《宇宙人》徒然草-127

いつの時代、何処で生まれるかによって、人の運命は既に決まっていると言ってもいい。そして私は日本の海の無い県、埼玉に生まれ、育ちは星宮地区である。
様々な地名があるが、何故か住所表記では、池上なのに、別に「星宮」という呼び方もする。その謂れを親からも誰からも聞いたことはなかった。その為、その呼称に何の想いも致さなかった。ついでにこの地区を流れる川は「星川」という。

今にして想うに、きっとこの地区はかつて、宇宙とつながっていたUFO飛来の場所ではなかったのかと。ここに、きっと基地があり、宮殿のような中央司令塔が存在し、その名残りが地名になったのだ、と独り納得した。
根拠は何も無いが、天の川のような煌めく星々を映し、流れ行く川面のゆらめきを眺めながら、往時の人々はロマンティックな気分で星川と名付けたのであろう。そう想像して宇宙に想いを馳せる時の中に埋没し、己を無にする。
時間と空間を超えて、私は宇宙と一つになる。肉体が消え、意識も消え、私は消える。在るのは星だけが闇の中で明滅し、星と星が語り合っているかのようで、それが次第に合唱のように歌い出し、ホルストの「惑星」の冥王星の消えゆくようなメロディーが聴こえてくる。

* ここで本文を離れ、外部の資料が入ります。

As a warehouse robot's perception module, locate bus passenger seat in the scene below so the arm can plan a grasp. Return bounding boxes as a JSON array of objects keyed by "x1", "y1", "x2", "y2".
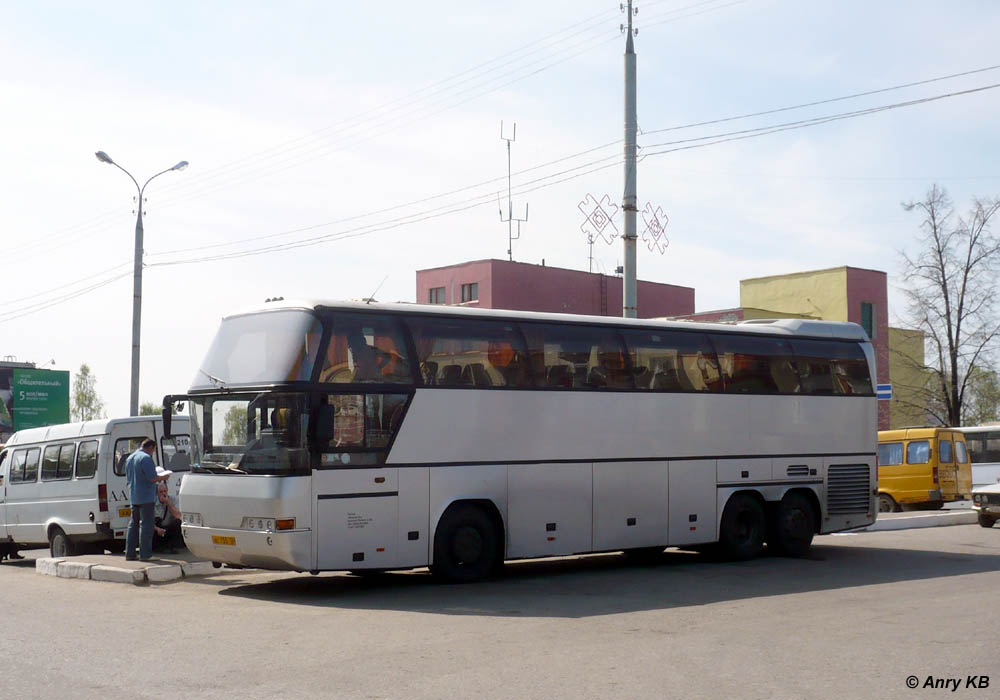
[
  {"x1": 462, "y1": 362, "x2": 493, "y2": 386},
  {"x1": 545, "y1": 365, "x2": 573, "y2": 389},
  {"x1": 438, "y1": 365, "x2": 463, "y2": 386}
]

もう何も無い。心は何処にも無い。私も無い。静かだ。星宮とは、この瞬間の星だけが主役の宇宙が、ここに在ると宣言している証左の文字痕跡なのだ。
私は分析を始めた頃、クライアントからよく云われた言葉がある。一般人が言わない言葉と価値観を平然と言ってのけたのだ。それは「宇宙人」である。